Si les deux écoles mentionnées sont strictement laïques, le patriotisme à la chinoise y est en revanche une quasi-religion. La journée commence au garde-à-vous pour la levée des couleurs, et rien n’est épargné pour inculquer les idées justes. Le Père de la nation, c’est Sun Yat-sen tandis que les bâtisseurs de la République de Chine sont le généralissime Chiang Kai-Shek et son fils, Chiang Ching-Kuo, l’actuel chef du gouvernement. Et dans les manuels scolaires, Jimmy Carter est pris partie pour avoir rompu les relations diplomatiques avec la Chine libre en 1979.

Dans combien de temps Annick Nadeau ira-t-elle rejoindre Emmanuelle et Jean-Philippe à Montréal, dans une polyvalente ou un cégep? Chose certaine, en trois ans, son français s’est nettement détérioré. La syntaxe est orientale et tous les verbes sont au présent: «Quand j’arrive à l’école hier, le professeur me demande si je vais à Hong-Kong pendant les prochaines vacances, comme ça, elle veut savoir si… » Et dans trois ans, elle n’aura pas encore commencé l’anglais.


Bourrage de crâne et numérotage

Personnellement, après six ans d’enseignement également partagés entre Hong Kong et Taiwan, j’avoue ne pas être très chaud vis-à-vis du système d’éducation local. Le martelage du manuel et la politique de la tête bien pleine me semblent donner des résultats douteux. À l’Université Fujen (Taipei), il se passe plusieurs mois avant que mes étudiants de première année en langues étrangères expriment une opinion personnelle et posent des questions en classe.

Le grand avantage de l’examen d’État centralisé réside dans l’équité du système. À Taiwan, on se plaint de la pression que subissent les adolescents, mais personne n’ose dire que l’enseignement supérieur est réservé aux riches.

Malheureusement, une fois l’examen d’entrée à l’université réussi, c’est l’ordinateur qui décide quel étudiant ira dans quelle institution et dans quel département. Chaque université est numérotée, graduée, et on ne peut pas toujours tenir compte des choix exprimés par le candidat.

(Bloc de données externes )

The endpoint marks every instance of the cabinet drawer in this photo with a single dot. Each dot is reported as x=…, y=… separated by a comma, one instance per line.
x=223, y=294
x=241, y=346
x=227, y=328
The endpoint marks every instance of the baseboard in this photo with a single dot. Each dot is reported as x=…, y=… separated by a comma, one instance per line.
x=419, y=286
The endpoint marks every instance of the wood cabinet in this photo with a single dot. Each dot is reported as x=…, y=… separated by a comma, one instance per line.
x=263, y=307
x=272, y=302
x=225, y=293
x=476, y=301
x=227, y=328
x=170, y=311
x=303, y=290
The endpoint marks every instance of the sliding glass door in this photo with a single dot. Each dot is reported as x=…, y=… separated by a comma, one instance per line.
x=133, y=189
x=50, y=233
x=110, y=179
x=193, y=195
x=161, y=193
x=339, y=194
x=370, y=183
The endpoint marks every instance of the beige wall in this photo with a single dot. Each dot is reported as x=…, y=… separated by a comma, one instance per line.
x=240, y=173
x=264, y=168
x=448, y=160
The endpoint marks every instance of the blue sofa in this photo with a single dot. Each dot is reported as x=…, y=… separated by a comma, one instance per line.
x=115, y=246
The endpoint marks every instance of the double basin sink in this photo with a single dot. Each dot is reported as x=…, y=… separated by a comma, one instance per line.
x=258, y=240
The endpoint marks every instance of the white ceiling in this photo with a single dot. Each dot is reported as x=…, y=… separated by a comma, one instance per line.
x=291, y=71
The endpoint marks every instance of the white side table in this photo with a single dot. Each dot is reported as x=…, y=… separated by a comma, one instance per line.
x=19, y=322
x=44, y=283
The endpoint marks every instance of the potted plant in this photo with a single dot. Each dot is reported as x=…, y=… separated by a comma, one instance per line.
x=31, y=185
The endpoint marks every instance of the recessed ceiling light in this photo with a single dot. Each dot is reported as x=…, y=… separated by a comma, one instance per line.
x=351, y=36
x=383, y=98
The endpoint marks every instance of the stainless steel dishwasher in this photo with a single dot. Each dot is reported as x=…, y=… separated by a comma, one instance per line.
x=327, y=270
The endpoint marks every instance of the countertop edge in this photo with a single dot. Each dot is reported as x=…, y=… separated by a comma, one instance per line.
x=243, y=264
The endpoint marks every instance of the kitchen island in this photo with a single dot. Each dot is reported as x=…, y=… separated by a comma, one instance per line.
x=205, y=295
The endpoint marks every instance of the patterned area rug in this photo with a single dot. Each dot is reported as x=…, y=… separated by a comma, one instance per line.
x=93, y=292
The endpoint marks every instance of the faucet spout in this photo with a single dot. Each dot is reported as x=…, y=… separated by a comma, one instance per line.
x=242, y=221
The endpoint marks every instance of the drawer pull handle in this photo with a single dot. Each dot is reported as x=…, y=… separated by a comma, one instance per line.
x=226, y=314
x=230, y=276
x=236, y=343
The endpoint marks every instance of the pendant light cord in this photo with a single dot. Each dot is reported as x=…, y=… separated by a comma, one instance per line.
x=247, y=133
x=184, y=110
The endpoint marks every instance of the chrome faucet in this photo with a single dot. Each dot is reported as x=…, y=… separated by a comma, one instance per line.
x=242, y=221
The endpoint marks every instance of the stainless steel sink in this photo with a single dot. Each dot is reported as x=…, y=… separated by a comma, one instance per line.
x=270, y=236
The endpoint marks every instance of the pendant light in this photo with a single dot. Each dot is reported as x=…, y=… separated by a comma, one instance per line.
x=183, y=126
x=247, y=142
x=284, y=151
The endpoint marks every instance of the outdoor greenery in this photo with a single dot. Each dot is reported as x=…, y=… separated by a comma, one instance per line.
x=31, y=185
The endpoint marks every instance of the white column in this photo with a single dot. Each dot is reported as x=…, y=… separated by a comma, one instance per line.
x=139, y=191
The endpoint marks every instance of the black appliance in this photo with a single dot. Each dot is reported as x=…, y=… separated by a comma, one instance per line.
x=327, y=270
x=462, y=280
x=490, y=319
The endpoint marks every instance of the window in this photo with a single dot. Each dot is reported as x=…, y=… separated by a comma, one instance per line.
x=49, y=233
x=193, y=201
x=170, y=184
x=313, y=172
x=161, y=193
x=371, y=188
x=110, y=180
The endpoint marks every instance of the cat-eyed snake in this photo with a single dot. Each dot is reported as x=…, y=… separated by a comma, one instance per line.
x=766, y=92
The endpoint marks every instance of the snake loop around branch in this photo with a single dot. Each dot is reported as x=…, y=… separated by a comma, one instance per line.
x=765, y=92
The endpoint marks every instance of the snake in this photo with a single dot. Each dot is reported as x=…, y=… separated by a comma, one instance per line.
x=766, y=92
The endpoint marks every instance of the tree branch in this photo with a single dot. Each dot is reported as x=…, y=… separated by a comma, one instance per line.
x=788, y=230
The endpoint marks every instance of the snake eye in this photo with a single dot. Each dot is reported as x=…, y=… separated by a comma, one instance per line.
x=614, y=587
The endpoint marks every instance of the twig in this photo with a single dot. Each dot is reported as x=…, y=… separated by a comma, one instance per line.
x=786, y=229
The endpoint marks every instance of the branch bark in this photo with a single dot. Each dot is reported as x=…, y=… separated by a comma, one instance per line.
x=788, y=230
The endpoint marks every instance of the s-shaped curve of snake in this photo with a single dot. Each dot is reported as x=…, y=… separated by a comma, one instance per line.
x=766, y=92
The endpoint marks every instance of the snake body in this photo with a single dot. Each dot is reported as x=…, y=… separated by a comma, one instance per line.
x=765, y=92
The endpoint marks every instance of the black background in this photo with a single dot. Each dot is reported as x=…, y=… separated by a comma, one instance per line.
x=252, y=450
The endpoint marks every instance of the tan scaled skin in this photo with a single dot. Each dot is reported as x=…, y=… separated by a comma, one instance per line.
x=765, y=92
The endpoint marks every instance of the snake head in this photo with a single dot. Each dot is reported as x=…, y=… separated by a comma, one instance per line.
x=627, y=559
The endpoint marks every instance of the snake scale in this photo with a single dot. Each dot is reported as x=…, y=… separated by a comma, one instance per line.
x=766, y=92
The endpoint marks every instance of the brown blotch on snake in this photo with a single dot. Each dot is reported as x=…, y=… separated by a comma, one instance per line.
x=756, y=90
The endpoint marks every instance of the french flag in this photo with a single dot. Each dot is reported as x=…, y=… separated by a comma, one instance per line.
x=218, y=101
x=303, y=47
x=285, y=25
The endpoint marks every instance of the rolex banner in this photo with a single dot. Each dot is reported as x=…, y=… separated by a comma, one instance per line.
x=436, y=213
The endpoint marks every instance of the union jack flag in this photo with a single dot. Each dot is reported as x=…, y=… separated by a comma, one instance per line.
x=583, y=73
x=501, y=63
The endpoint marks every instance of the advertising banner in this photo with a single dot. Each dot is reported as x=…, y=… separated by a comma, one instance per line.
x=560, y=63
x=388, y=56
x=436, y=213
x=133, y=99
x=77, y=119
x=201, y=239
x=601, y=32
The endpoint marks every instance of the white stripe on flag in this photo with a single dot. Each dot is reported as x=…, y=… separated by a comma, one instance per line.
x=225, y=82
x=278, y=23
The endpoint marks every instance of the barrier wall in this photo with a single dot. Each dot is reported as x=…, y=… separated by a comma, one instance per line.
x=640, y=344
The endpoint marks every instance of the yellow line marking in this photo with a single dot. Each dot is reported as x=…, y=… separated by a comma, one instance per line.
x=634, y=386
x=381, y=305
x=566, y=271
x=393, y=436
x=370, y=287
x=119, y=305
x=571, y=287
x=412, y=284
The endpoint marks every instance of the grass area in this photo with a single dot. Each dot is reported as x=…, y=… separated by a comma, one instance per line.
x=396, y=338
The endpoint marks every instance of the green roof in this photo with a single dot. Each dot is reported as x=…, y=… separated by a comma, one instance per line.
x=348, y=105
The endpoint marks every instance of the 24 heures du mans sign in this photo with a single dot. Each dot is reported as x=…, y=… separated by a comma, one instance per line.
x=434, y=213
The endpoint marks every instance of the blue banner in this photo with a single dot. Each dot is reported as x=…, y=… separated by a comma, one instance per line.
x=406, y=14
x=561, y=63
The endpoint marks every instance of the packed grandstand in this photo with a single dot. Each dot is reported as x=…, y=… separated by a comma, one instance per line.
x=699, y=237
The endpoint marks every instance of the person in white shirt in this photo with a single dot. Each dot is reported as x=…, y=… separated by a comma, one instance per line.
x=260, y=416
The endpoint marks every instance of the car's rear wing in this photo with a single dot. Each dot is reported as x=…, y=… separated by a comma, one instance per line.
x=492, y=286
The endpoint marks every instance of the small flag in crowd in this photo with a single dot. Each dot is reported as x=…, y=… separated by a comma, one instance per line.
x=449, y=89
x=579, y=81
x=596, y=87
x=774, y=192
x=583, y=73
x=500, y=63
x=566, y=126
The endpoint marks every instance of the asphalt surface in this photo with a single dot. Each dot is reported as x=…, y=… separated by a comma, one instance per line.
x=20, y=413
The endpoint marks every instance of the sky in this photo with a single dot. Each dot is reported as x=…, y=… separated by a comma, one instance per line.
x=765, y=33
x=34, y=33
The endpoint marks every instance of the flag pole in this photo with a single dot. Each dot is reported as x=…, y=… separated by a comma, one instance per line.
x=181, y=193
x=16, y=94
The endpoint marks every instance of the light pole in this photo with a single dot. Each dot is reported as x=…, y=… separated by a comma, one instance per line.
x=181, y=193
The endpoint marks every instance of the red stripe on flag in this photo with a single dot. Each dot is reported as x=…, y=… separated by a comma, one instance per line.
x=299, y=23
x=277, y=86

Pour des raisons d’économie, le même système existe en Chine populaire. Imaginez si le rapport Parent avait préconisé un tel système pour le Québec…

Bref, l’école chinoise au primaire, formidable, pas de problème, surtout si ça donne l’avantage énorme de s’immerger dans une autre civilisation. Au secondaire? Il faut y penser deux fois: le soleil se lève en Orient et se couche en Occident.